4.まとめ-選挙結果と今後のコソボに与える影響

 選挙結果については本日(19日)夕刻にOSCEより最初の開票速報が出される予定になっていますが、これは日本のメディアでも取り上げると思いますのでこれを待たずに今回の選挙について簡単にまとめてみたいと思います。
 出口調査ではLDKが約45%、PDKが約25%の票を獲得し、アルバニア系政党が議会の大多数を占めることは確実です。セルビア系政党も約10%の票を獲得したといわれ、既に割り当てられている10議席を含め20議席前後を獲得する模様です。
 今回の総選挙は大多数のアルバニア系住民にとって独立への第一歩と捉えられ、非常に大きな期待をもって実施されましたが、国連はあくまで今回の総選挙は安保理決議1244にあるコソボの「実質的自治」を実行するためのものであるというスタンスを崩しておらず、アルバニア系住民の描く将来像/期待、すなわち「独立」と、国連の考えるユーゴスラビア連邦の枠組みの中での「実質的自治」の間には少なからぬ隔たりがあるように思われます。
 セルビア系住民にとってこの総選挙がもたらす結果は非常に未知数であるように思われます。議会における発言権を得ることによってアルバニア系主導の独立を阻止できると考える人々は今回の総選挙に参加しましたが、選挙に参加することによって既存のUNMIK、NATO 主導のコソボの統治(ユーゴからすれば自国の領土の一部であるコソボに主権が及ばないという異常な状態)を認めてしまうことになり、アルバニア系中心の議会で独立が宣言されてしまえばユーゴからの分離を認めざるを得なくなってしまうと考える人々は今回の選挙に参加しませんでした。

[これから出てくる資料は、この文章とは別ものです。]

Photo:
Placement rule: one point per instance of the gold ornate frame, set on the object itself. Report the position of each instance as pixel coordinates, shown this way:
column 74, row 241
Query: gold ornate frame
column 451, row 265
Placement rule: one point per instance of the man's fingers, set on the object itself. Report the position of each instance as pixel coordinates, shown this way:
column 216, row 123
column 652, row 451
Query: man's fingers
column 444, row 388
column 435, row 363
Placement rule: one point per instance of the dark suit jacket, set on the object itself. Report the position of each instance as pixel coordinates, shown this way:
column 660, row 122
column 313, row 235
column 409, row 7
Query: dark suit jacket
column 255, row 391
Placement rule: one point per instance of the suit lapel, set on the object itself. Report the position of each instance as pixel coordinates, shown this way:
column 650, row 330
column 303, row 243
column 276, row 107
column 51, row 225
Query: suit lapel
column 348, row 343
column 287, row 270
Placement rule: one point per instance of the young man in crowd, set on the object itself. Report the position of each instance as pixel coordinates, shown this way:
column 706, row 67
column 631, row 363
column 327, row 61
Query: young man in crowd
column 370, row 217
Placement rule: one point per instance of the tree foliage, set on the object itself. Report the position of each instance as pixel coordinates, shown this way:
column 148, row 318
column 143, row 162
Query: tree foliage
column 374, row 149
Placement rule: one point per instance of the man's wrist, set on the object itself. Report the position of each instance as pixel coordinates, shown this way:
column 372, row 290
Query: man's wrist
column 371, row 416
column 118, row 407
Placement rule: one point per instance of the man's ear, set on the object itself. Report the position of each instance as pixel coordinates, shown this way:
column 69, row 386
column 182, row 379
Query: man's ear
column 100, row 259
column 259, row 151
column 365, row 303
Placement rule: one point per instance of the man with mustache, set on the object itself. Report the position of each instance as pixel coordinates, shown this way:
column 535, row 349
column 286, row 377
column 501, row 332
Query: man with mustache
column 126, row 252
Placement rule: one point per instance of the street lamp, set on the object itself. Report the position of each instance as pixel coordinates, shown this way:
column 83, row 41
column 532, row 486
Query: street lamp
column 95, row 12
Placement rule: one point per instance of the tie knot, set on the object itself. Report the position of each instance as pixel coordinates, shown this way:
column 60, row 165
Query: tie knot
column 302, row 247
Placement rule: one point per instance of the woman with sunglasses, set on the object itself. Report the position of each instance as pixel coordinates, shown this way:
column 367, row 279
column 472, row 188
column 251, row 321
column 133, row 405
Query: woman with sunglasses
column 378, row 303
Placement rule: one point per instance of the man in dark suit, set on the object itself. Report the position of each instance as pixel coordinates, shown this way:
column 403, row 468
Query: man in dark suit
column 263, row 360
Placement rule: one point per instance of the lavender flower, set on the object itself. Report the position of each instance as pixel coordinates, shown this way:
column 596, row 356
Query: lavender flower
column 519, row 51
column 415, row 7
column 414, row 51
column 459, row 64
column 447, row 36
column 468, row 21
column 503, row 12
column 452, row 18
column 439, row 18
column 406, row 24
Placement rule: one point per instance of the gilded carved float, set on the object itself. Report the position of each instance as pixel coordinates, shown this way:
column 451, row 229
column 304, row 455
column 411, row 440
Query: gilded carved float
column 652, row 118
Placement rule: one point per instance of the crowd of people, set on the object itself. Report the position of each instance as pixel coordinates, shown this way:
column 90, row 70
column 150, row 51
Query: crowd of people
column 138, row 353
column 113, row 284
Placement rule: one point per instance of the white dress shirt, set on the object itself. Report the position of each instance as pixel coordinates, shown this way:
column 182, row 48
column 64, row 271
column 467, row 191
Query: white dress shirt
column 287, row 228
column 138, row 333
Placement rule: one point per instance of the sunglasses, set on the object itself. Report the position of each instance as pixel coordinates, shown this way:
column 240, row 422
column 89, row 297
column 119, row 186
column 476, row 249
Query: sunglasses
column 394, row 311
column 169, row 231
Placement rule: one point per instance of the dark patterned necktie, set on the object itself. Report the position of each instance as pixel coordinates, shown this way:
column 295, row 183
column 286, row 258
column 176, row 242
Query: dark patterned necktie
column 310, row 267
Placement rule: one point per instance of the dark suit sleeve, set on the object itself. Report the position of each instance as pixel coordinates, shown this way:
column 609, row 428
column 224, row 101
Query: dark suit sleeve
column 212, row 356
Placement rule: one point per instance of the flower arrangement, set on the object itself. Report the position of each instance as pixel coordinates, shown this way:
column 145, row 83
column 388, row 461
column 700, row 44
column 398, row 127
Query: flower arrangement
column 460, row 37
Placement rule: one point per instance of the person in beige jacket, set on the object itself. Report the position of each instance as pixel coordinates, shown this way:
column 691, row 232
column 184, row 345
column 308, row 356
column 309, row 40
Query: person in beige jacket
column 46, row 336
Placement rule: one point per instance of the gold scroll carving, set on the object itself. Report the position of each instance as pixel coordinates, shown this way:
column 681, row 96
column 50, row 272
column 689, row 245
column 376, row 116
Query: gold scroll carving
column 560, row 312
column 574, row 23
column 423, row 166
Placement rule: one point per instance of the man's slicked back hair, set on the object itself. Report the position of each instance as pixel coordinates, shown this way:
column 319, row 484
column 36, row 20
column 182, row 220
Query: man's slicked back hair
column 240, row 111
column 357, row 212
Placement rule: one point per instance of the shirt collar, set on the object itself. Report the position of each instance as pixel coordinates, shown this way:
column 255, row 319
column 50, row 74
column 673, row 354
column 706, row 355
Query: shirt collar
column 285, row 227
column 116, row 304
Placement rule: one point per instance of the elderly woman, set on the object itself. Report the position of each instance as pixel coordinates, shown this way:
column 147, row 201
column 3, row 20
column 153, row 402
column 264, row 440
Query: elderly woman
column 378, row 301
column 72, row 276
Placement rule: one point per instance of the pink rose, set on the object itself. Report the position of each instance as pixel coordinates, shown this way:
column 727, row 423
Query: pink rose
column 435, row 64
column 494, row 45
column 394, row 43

 今回の選挙はコソボ紛争後初の民主的な全国選挙であり、これが安全、平穏に終了したということは高く評価されるべきだと思います。しかしながら民族融和の問題を含め、コソボの将来を決めるにはこれからが本当のスタートであり、コソボの住民および国連はこれまで以上にさまざまな問題に直面していくでしょうし、よりいっそうの両者の協力・努力が必要とされるでしょう。